Asıl adı, Ebû Huzâfe Abdullah b. Huzâfe el-Kureşî es-Sehmi'dir. (ö. 35/655-56) Hz. Peygamber'e elçilik yapan sahabedir.

 

     İslâmiyet'in yayılmaya başladığı ilk günlerde müslüman olan Abdullah, Mekke döneminin çileli hayatını yaşadı ve kardeşi Kays b. Huzâfe ile birlikte ikinci Habeşistan hicretine katıldı. Hicretten sonra Medine'ye dönen Abdullah'ın Bedir Savaşı'nda bulunup bulunmadığı konusunda ihtilâf vardır.

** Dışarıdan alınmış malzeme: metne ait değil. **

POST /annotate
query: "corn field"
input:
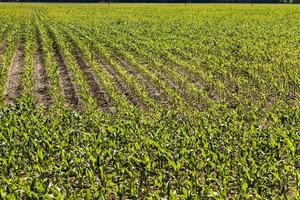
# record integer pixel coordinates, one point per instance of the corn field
(149, 101)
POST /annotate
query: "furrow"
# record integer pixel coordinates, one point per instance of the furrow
(41, 88)
(154, 92)
(96, 88)
(14, 82)
(125, 90)
(2, 47)
(69, 89)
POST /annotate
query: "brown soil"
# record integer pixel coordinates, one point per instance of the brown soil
(96, 88)
(14, 82)
(41, 87)
(65, 78)
(125, 90)
(2, 47)
(154, 92)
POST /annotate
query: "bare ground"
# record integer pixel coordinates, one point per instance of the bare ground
(41, 87)
(2, 47)
(123, 87)
(96, 88)
(154, 92)
(65, 78)
(14, 82)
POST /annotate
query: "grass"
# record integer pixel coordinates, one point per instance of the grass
(150, 101)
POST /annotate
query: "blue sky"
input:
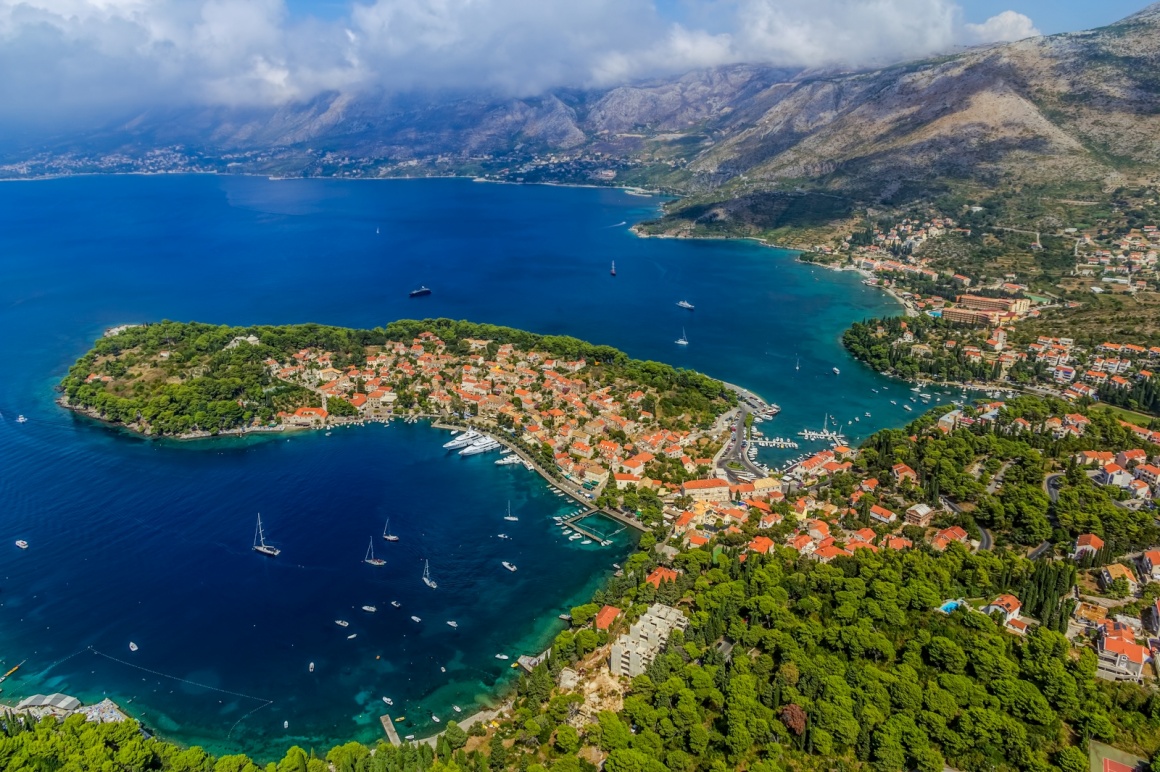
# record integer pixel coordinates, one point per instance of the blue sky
(129, 55)
(1050, 16)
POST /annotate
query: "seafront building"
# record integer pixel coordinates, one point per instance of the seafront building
(633, 652)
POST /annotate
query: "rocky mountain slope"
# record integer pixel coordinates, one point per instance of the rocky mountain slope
(1065, 109)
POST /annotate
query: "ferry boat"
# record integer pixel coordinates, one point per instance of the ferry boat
(465, 438)
(370, 559)
(480, 446)
(260, 541)
(427, 576)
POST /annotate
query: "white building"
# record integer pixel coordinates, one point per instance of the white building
(635, 650)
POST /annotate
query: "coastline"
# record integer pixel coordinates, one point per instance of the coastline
(797, 256)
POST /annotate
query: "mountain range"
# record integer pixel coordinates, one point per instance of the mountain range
(1079, 108)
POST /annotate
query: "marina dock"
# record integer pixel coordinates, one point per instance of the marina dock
(573, 522)
(389, 728)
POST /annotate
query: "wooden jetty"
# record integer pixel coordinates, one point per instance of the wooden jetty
(389, 728)
(631, 522)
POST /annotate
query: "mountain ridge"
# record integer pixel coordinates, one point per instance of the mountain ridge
(1075, 108)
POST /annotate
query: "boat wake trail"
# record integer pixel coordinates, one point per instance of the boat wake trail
(262, 703)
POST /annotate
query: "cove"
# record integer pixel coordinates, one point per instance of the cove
(150, 541)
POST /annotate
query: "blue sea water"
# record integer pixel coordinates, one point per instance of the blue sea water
(149, 541)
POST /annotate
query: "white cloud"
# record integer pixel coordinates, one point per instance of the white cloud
(63, 57)
(1007, 26)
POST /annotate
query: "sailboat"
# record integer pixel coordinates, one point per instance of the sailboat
(260, 541)
(427, 576)
(370, 559)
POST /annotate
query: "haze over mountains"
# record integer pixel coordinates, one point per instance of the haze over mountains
(1065, 108)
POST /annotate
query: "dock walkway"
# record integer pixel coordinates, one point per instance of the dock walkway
(631, 522)
(389, 728)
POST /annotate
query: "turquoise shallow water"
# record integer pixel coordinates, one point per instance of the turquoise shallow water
(150, 541)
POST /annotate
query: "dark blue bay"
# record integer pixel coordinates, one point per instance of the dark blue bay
(150, 541)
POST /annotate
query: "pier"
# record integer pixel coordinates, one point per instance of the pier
(389, 728)
(631, 522)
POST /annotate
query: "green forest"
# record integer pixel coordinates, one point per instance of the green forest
(201, 385)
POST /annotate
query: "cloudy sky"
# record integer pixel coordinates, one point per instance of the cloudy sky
(65, 58)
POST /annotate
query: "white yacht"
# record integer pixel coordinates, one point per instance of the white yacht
(465, 438)
(260, 541)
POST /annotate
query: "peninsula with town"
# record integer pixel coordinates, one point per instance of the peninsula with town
(977, 590)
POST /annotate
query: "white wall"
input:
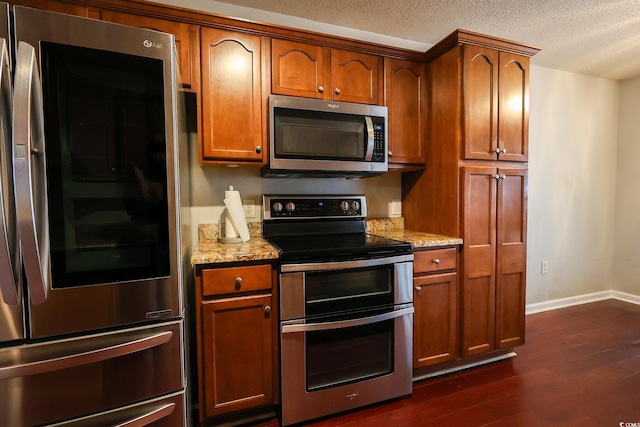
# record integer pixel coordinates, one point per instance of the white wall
(626, 259)
(572, 183)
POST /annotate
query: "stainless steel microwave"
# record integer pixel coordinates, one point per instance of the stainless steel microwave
(312, 137)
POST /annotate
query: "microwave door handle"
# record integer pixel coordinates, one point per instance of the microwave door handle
(340, 324)
(29, 164)
(8, 283)
(370, 138)
(150, 417)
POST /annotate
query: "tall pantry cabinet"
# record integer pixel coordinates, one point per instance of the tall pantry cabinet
(475, 182)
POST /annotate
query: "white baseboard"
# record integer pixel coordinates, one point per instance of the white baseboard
(581, 299)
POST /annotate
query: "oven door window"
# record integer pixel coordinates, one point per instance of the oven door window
(347, 290)
(106, 165)
(301, 134)
(342, 356)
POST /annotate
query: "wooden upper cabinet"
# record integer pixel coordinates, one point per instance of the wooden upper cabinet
(513, 125)
(233, 97)
(183, 33)
(298, 69)
(405, 97)
(496, 112)
(480, 103)
(313, 71)
(355, 76)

Hâkim'in el-Müstedrek'inde yer alan bir rivayette, Ebû sa, Bedir'de onu bir bölük askerin başında kumandan olarak gördüğünü söyler. Hz. Peygamber komşu devlet başkanlarına dine davet mektupları gönderdiği sırada, İran kisrâsı'na hitaben yazdığı mektubu, üstün temsil kabiliyetine sahip olan Abdullah'ın başkanlığındaki bir heyetle gönderdi.

 

     Güvenilir kaynaklarda Abdullah b. Huzâfe'nin iman gücünü ve kahramanlıklarını dile getiren rivayetler bulunmaktadır. Bunlardan sağlamlığı tespit edilen rivayetlere göre, Abdullah Suriye'de çarpışırken onu esir alan düşman kuvvetleri Peygamber'in ashabından olduğunu söyleyerek krallarının huzuruna çıkardılar. Kral, Hıristiyanlığı kabul ettiği takdirde kendisine önemli mevkilerle birlikte pek çok servet vermeyi vaat etti. Teklifine önem vermediğini görünce bu defa onu ölümle tehdit etti; buna da aldırmayınca başından öperse hayatını bağışlayacağını bildirdi. Yine bir sonuç alamayınca bu defa, kendi hayatıyla birlikte esir Müslümanların hayatını da bağışlayacağını söyledi. Bunun üzerine Abdullah kralın alnından öperek seksen (veya yüz) arkadaşının hayatını kurtardı. Medine'ye döndüklerinde olayı haber alan Hz. Ömer, Abdullah'ı alnından öpmenin her Müslümanın görevi olduğunu söyledi ve ilk olarak kendisi öptü

 

      Abdullah, hicrî 9. yılda (630) Alkame b. Mücezziz 'in kumandasındaki bir seriyyeye katıldı. Halife Ömer devrinde Suriye'nin fethinde görev aldı, Bizanslılara esir düştü. Daha sonra Mısır'ın fethinde bulundu ve Hz. Osman devrinin son yıllarında Mısır'da öldü.